Entenza J M, Marchetti O, Glauser M P, Moreillon P
Division of Infectious Diseases, Department of Internal Medicine, Centre Hospitalier Universitaire Vaudois, 1011 Lausanne, Switzerland.
Antimicrob Agents Chemother. 1998 Aug;42(8):1889-94. doi: 10.1128/AAC.42.8.1889.
Y-688 is a new fluoroquinolone with increased activity against ciprofloxacin-resistant staphylococci. The MICs of Y-688 and other quinolones were determined for 58 isolates of ciprofloxacin-resistant and methicillin-resistant Staphylococcus aureus (MRSA). The MICs at which 50% and 90% of bacteria were inhibited were >/=128 and >/=128 mg/liter, respectively, for ciprofloxacin, 16 and 32 mg/liter, respectively, for sparfloxacin, and 0.25 and 1 mg/liter, respectively, for Y-688. This new quinolone was further tested in rats with experimental endocarditis due to either of two isolates of ciprofloxacin-resistant MRSA (namely, P8/128 and CR1). Infected animals were treated for 3 days with ciprofloxacin, vancomycin, or Y-688. Antibiotics were administered through a computerized pump to simulate human-like pharmacokinetics in the serum of rats. The anticipated peak and trough levels of Y-688 were 4 and 1 mg/liter at 0.5 and 12 h, respectively. Treatment with ciprofloxacin was ineffective. Vancomycin significantly decreased vegetation bacterial counts for both organisms (P less, similar 0.05). In contrast, Y-688 only marginally decreased vegetation bacterial counts (P greater, similar 0.05). Moreover, several vegetation that failed Y-688 treatment grew staphylococci for which the MICs of the test antibiotic were increased two to eight times. Y-688 also selected for resistance in vitro, and isolates for which the MICs were increased eight times emerged at a frequency of ca. 10(-8). Thus, in spite of its low MIC for ciprofloxacin-resistant MRSA, Y-688 failed in vivo and its use carried the risk of resistance selection. The fact that ciprofloxacin-resistant staphylococci became rapidly resistant to this potent new drug suggests that the treatment of ciprofloxacin-resistant MRSA with new quinolones might be more problematic than expected.

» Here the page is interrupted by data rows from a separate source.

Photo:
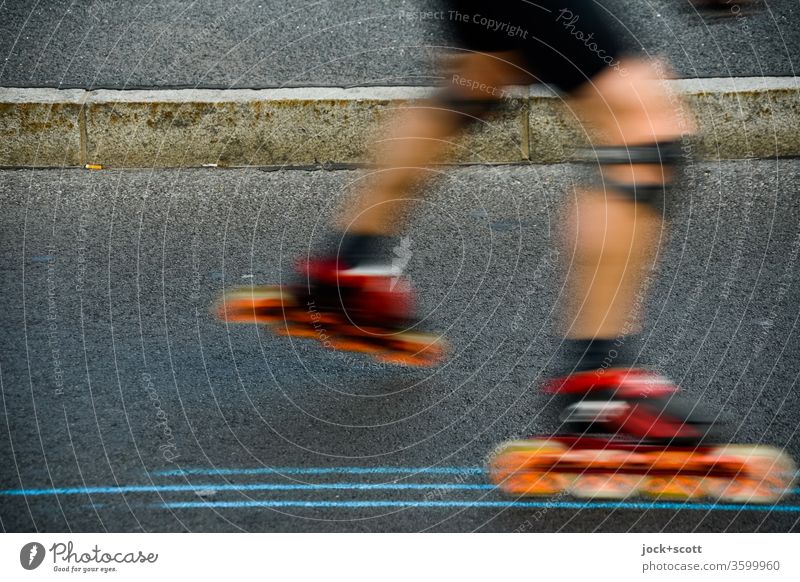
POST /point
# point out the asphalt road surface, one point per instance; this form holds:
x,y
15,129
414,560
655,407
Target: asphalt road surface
x,y
126,406
274,43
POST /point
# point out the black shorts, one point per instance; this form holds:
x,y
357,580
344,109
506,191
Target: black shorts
x,y
562,42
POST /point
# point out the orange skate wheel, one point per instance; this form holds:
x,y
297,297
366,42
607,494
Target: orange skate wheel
x,y
298,331
605,486
765,474
352,345
414,349
517,457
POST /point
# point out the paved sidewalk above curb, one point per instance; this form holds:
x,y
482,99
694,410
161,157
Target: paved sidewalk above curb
x,y
739,117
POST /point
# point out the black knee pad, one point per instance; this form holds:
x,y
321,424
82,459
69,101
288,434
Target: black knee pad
x,y
667,154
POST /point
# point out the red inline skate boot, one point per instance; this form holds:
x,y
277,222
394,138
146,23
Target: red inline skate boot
x,y
629,432
367,310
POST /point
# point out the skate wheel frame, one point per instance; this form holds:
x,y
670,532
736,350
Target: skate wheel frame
x,y
278,309
732,473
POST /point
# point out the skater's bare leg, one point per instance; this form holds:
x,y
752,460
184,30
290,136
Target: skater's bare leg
x,y
612,238
418,137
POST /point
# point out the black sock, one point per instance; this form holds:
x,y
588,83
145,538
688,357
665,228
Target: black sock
x,y
359,249
593,354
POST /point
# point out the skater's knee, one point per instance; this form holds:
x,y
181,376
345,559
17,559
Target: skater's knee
x,y
639,173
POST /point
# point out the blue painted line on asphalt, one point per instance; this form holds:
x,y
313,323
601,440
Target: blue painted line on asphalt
x,y
322,471
243,487
482,504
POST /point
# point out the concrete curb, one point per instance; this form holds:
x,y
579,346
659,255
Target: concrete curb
x,y
739,117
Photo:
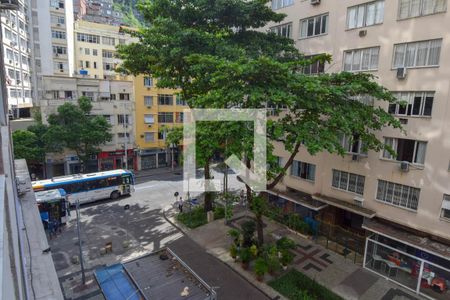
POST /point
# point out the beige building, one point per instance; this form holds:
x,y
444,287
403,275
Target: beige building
x,y
112,99
95,49
401,205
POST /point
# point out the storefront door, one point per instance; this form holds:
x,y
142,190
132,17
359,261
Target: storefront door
x,y
148,162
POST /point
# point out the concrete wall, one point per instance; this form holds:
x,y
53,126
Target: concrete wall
x,y
433,177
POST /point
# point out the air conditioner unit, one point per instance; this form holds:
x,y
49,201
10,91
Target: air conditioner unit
x,y
401,73
404,166
358,200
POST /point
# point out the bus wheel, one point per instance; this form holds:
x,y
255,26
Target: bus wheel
x,y
115,195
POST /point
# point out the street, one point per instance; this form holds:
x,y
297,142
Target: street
x,y
106,221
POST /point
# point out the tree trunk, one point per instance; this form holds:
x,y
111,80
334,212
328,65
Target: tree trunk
x,y
286,166
249,190
259,229
208,195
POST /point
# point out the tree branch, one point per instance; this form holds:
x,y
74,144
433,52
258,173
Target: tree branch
x,y
286,166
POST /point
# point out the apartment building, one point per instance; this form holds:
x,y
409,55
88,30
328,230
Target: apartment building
x,y
400,204
95,49
112,99
53,38
156,110
98,11
16,42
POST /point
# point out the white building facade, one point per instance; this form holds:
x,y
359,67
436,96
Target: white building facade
x,y
400,205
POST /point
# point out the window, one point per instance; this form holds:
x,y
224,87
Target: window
x,y
361,59
353,144
59,50
124,96
366,14
57,19
88,38
314,26
108,66
348,182
180,100
417,54
165,117
56,4
162,135
89,95
148,100
108,118
416,8
179,117
148,81
58,34
414,104
68,94
445,210
303,170
277,4
283,30
122,135
317,67
164,99
9,54
407,150
398,194
108,41
123,119
107,54
149,137
149,119
60,66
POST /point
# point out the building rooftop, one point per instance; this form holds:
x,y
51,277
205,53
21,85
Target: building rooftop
x,y
163,275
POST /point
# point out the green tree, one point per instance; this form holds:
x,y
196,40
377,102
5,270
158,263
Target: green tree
x,y
217,54
27,145
73,127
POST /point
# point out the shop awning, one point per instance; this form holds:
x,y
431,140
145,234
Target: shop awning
x,y
407,237
300,198
359,210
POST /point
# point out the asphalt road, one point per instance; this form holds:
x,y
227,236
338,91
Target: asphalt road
x,y
107,221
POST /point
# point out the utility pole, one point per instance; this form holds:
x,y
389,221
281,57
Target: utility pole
x,y
83,277
125,125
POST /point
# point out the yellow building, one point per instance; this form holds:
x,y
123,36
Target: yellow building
x,y
156,109
95,49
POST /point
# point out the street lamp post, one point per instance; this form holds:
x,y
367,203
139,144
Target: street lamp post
x,y
83,277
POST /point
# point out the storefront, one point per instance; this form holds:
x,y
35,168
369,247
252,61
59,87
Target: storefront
x,y
413,261
116,160
157,158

Y - 688是一种新型氟喹诺酮类药物,对耐环丙沙星葡萄球菌的活性增强。测定了Y - 688和其他喹诺酮类药物对58株耐环丙沙星和耐甲氧西林金黄色葡萄球菌(MRSA)的最低抑菌浓度(MIC)。环丙沙星抑制50%和90%细菌生长的MIC分别≥128和≥128毫克/升,司帕沙星分别为16和32毫克/升,Y - 688分别为0.25和1毫克/升。用两种耐环丙沙星MRSA菌株(即P8/128和CR1)之一导致的实验性心内膜炎大鼠对这种新型喹诺酮类药物进行了进一步测试。感染动物用环丙沙星、万古霉素或Y - 688治疗3天。通过计算机控制的泵给药抗生素,以模拟大鼠血清中类似人体的药代动力学。Y - 688预期的峰浓度和谷浓度分别在0.5小时和12小时时为4毫克/升和1毫克/升。环丙沙星治疗无效。万古霉素显著降低了两种菌株的赘生物细菌计数(P<0.05)。相比之下,Y - 688仅略微降低了赘生物细菌计数(P>0.05)。此外,几种Y - 688治疗失败的赘生物中生长出的葡萄球菌对测试抗生素的MIC增加了2至8倍。Y - 688在体外也会导致耐药性产生,MIC增加8倍的分离株出现频率约为10⁻⁸。因此,尽管Y - 688对耐环丙沙星MRSA的MIC较低,但它在体内治疗失败,且使用它有产生耐药性的风险。耐环丙沙星葡萄球菌对这种强效新药迅速产生耐药性这一事实表明,用新型喹诺酮类药物治疗耐环丙沙星MRSA可能比预期更成问题。